Sql-server – Splitting SQL query with many joins into smaller ones helps

join;optimizationsql server

We need to do some reporting every night on our SQL Server 2008 R2. Calculating the reports takes several hours. In order to shorten the time we precalculate a table. This table is created based on JOINining 12 quite big (tens of milions row) tables.

The calculation of this aggregation table took until few days ago cca 4 hours. Our DBA than split this big join into 3 smaller joins (each joining 4 tables). The temporary result is saved into a temporary table every time, which is used in the next join.

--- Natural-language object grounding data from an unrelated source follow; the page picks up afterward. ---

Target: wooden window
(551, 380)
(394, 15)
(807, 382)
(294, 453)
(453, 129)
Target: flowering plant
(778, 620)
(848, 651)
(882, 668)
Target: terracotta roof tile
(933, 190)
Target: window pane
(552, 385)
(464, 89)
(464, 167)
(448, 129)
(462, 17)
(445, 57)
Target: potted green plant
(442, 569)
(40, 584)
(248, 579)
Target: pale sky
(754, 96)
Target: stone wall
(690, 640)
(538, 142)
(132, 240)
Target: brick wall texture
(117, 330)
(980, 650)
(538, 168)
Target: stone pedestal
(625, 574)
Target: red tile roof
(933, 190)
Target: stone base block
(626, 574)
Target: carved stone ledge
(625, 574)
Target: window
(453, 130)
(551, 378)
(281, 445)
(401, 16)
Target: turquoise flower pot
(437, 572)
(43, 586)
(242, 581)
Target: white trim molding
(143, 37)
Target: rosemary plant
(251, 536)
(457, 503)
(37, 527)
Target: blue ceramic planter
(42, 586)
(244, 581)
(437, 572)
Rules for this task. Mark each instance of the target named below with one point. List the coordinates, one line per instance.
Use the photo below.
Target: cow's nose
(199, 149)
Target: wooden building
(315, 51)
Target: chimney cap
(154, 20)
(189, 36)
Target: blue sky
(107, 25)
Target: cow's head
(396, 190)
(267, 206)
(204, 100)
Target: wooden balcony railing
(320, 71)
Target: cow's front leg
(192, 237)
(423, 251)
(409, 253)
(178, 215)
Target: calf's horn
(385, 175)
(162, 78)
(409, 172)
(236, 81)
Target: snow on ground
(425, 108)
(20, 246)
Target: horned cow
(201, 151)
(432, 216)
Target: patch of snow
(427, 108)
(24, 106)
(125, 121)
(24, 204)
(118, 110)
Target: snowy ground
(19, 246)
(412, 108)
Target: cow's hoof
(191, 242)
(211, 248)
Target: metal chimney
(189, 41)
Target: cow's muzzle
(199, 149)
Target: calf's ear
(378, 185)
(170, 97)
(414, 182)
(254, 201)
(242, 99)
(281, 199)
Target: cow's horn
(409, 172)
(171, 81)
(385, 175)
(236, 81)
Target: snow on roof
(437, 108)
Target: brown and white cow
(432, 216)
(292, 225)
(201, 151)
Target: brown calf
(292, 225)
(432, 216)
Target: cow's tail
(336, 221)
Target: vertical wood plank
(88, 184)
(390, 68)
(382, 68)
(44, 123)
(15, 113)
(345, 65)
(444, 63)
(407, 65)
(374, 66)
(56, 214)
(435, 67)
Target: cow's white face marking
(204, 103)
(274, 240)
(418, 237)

The result of the DBA enhancement is, that the aggregation table is calculated in 15 minutes. I wondered how is that possible. DBA told me that it is because the number of data the server must process is smaller. In other words, that in the big original join the server has to work with more data than in summed smaller joins. However, I would presume that optimizer would take care of doing it efficiently with the original big join, splitting the joins on its own and sending only the number of columns needed to next joins.

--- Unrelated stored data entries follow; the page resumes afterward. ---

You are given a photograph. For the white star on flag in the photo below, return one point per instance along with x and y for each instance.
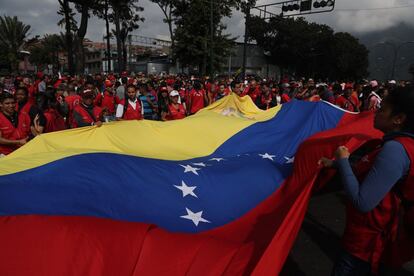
(217, 159)
(186, 189)
(200, 164)
(196, 218)
(290, 160)
(267, 156)
(188, 168)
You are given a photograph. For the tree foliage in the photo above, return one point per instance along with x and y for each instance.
(193, 32)
(13, 39)
(46, 50)
(310, 49)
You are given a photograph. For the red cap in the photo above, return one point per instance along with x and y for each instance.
(170, 82)
(108, 83)
(87, 92)
(349, 86)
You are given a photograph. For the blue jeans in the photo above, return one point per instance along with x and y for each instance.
(349, 265)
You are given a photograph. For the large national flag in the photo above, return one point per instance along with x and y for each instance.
(223, 192)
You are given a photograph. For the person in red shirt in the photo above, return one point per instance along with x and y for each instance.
(14, 129)
(253, 90)
(86, 114)
(346, 101)
(72, 100)
(266, 100)
(197, 99)
(237, 87)
(176, 111)
(52, 111)
(132, 111)
(108, 100)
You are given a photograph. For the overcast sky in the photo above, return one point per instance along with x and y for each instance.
(355, 16)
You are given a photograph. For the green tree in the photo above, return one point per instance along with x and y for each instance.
(411, 70)
(13, 39)
(310, 49)
(46, 50)
(350, 56)
(167, 7)
(85, 8)
(125, 16)
(70, 26)
(199, 33)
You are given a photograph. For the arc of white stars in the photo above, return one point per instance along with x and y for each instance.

The other thing he has done is that he created an index on one of the temporary tables. However, once again I would think that the optimizer will create the appropriate hash tables if needed and altogether better optimize the computation.

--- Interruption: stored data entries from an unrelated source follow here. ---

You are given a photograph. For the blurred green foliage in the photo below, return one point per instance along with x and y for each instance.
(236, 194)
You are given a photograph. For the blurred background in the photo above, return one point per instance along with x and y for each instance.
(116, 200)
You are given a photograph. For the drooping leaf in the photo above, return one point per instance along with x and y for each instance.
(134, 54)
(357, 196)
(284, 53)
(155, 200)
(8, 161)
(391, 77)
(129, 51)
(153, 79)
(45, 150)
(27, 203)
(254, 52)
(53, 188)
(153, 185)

I talked about this with our DBA, but he was himself uncertain about what cased the improvement in processing time. He just mentioned, that he would not blame the server as it can be overwhelming to compute such big data and that it is possible that the optimizer has hard time to predict the best execution plan … . This I understand, but I would like to have more defining answer as to exactly why.

So, the questions are:

What could possibly cause the big improvement?
Is it a standard procedure to split big joins into smaller?
Is the amount of data which server has to process really smaller in case of multiple smaller joins?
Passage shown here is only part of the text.